Монтгомери налил в стакан Макса на дюйм янтарной жидкости; его собственный стакан был налит до половины, стакан невесты — на треть.
Макс взял стакан, подошел к ведру и разбавил виски водой.
— Ты испортишь хороший напиток.
— Я не привык к спиртному.
— Ну как хочешь. Итак, за краснеющую невесту — и нашу счастливую семью! До дна!
Макс осторожно отпил из стакана и поспешно поставил его на стол. Вкус напоминал горькую микстуру, которой поила его медсестра в районной больнице однажды весной. Он снова принялся было за стряпню, но Монтгомери остановил его:
— Ты не допил свое виски.
— Послушайте, мне нужно готовить еду. Вы ведь не хотите есть подгоревший ужин?
Монтгомери недовольно пожал плечами.
— Как хочешь — нам больше останется. Мы будем запивать свое виски твоим разбавленным. Знаешь, юноша, когда я был в твоем возрасте, я мог выпить полный стакан и затем сделать стойку на руках.
Макс хотел подать на ужин мясо и картошку, оставшуюся от завтрака, но обнаружилось, что половина сковородки уже пуста. Он поджарил с мясом несколько яиц и сварил кофе.
Когда сели за стол, Монтгомери взглянул на еду и тут же объявил:
— Дорогая, с завтрашнего дня я надеюсь наслаждаться твоей стряпней, о которой ты столько рассказывала. У твоего сына нет кулинарных способностей.
Тем не менее ел он жадно. Макс решил не говорить Монтгомери, что мать совсем не умеет готовить, — сам скоро об этом узнает.
Наконец Монтгомери откинулся на спинку стула, вытер губы, налил себе еще кофе и закурил сигару.
— Макси, сынок, а что у нас на десерт?
— Десерт? Не знаю… По-моему, в холодильнике есть мороженое, то что осталось от празднования юбилея Солнечного Союза.
На лице матери появилась унылая гримаса.
— Боже мой! Боюсь, что мороженого уже нет, — пробормотала она.
— Куда же оно делось?
— Да я съела его однажды днем, когда ты работал на южном поле. Было очень жарко.
Макс промолчал: он не видел в этом ничего удивительного. Но мать не унималась.
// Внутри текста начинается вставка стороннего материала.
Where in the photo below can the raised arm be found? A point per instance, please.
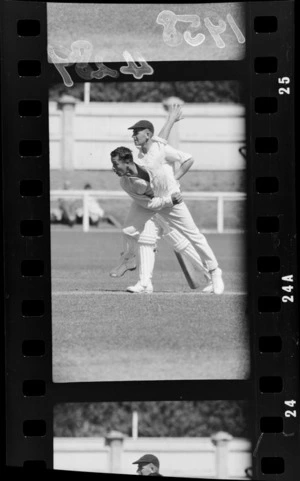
(174, 116)
(184, 168)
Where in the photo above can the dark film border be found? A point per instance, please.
(32, 243)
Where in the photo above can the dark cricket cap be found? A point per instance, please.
(148, 458)
(142, 124)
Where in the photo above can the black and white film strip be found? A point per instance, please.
(52, 326)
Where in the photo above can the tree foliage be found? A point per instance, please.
(161, 418)
(192, 92)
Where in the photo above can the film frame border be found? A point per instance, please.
(28, 360)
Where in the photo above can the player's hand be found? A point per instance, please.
(177, 198)
(175, 113)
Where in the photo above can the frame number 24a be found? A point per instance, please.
(288, 288)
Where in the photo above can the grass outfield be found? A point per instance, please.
(102, 333)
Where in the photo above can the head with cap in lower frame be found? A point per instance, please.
(148, 465)
(143, 131)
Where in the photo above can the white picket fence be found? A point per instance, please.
(83, 195)
(179, 457)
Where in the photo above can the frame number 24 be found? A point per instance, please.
(284, 90)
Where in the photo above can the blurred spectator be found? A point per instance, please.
(67, 208)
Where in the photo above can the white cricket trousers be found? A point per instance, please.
(178, 217)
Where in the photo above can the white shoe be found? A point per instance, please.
(217, 281)
(208, 289)
(124, 266)
(139, 289)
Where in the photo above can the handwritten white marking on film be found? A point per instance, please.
(240, 37)
(216, 30)
(193, 41)
(103, 71)
(173, 38)
(168, 20)
(138, 71)
(61, 64)
(81, 51)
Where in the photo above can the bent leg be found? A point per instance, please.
(180, 218)
(147, 248)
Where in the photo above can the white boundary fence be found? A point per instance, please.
(217, 457)
(220, 197)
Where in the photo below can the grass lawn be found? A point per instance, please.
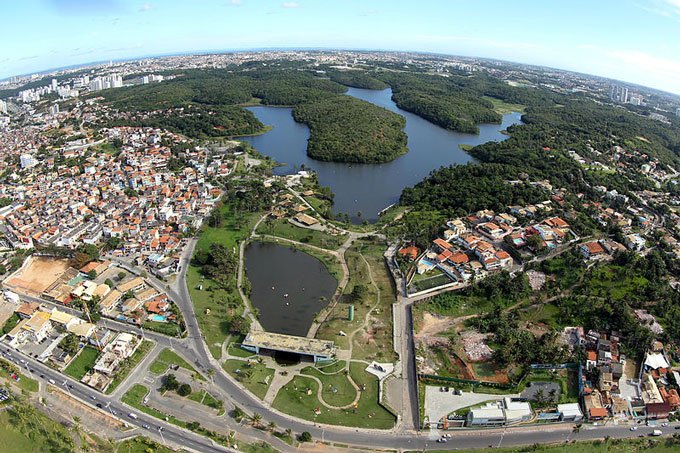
(293, 399)
(134, 397)
(503, 107)
(337, 390)
(83, 363)
(283, 228)
(24, 383)
(168, 357)
(206, 399)
(212, 304)
(253, 377)
(129, 364)
(25, 429)
(598, 446)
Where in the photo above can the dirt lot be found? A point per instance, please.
(36, 275)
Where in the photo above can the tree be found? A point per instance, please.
(184, 390)
(305, 437)
(170, 382)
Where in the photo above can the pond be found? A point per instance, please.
(369, 188)
(289, 287)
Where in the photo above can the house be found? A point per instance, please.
(656, 411)
(411, 252)
(486, 416)
(591, 249)
(305, 219)
(570, 412)
(134, 284)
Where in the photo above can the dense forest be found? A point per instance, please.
(209, 104)
(345, 129)
(357, 79)
(198, 121)
(537, 150)
(441, 101)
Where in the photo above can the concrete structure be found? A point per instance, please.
(258, 340)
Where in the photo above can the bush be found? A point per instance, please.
(184, 390)
(305, 437)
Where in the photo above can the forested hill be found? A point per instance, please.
(538, 150)
(345, 129)
(204, 104)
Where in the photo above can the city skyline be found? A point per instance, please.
(643, 52)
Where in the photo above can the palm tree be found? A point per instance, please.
(256, 419)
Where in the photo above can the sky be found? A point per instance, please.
(636, 41)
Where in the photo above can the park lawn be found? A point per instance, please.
(25, 383)
(503, 107)
(83, 363)
(168, 357)
(337, 390)
(205, 398)
(547, 314)
(218, 302)
(255, 381)
(129, 364)
(32, 432)
(284, 229)
(294, 400)
(134, 397)
(615, 281)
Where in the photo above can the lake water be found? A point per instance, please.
(302, 277)
(369, 188)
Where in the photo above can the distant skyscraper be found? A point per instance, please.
(619, 93)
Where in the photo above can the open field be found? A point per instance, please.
(255, 377)
(129, 364)
(212, 304)
(166, 358)
(37, 274)
(83, 363)
(294, 399)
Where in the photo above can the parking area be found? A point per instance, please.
(439, 404)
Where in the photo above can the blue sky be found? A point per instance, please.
(632, 40)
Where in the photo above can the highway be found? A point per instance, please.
(408, 437)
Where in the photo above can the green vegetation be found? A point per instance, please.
(24, 429)
(255, 376)
(337, 390)
(82, 364)
(358, 79)
(166, 358)
(345, 129)
(503, 107)
(25, 383)
(129, 364)
(450, 102)
(295, 399)
(283, 228)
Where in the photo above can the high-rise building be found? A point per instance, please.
(618, 93)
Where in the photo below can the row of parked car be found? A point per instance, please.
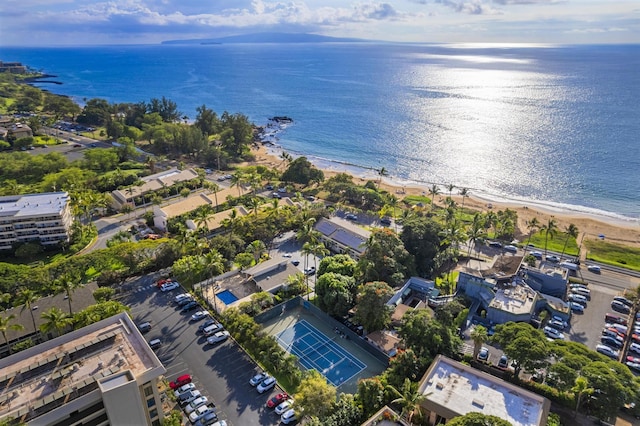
(617, 330)
(197, 407)
(282, 403)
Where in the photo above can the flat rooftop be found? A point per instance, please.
(33, 204)
(517, 298)
(46, 376)
(461, 389)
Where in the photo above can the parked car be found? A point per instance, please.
(188, 396)
(182, 296)
(210, 419)
(277, 400)
(552, 333)
(144, 327)
(611, 342)
(190, 306)
(218, 337)
(635, 348)
(190, 408)
(624, 300)
(180, 381)
(620, 307)
(288, 417)
(536, 254)
(284, 406)
(266, 384)
(557, 324)
(206, 324)
(169, 286)
(257, 379)
(200, 412)
(503, 363)
(606, 350)
(199, 315)
(184, 388)
(483, 355)
(576, 308)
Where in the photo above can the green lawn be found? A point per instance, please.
(614, 254)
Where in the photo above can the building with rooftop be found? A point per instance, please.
(454, 389)
(343, 237)
(102, 374)
(151, 183)
(44, 218)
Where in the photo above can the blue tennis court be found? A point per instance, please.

— Но почему ты не приготовил ничего на десерт, Макси? Ведь сегодня такой торжественный день!
Монтгомери вынул сигару изо рта.
— Успокойся, милая, — добродушно произнес он. — Я не люблю сладкое, предпочитаю тушеную картошку с мясом — или жареные свиные ребрышки. Давайте поговорим о более приятных вещах. — Он повернулся к Максу. — Слушай, Макс, а что ты умеешь делать, кроме работы на ферме?
Макс удивился.
— Что? Я никогда не занимался ничем другим. А зачем это мне нужно?
Монтгомери стряхнул пепел на свою тарелку.
— Потому что тебе больше не придется гнуть спину на ферме.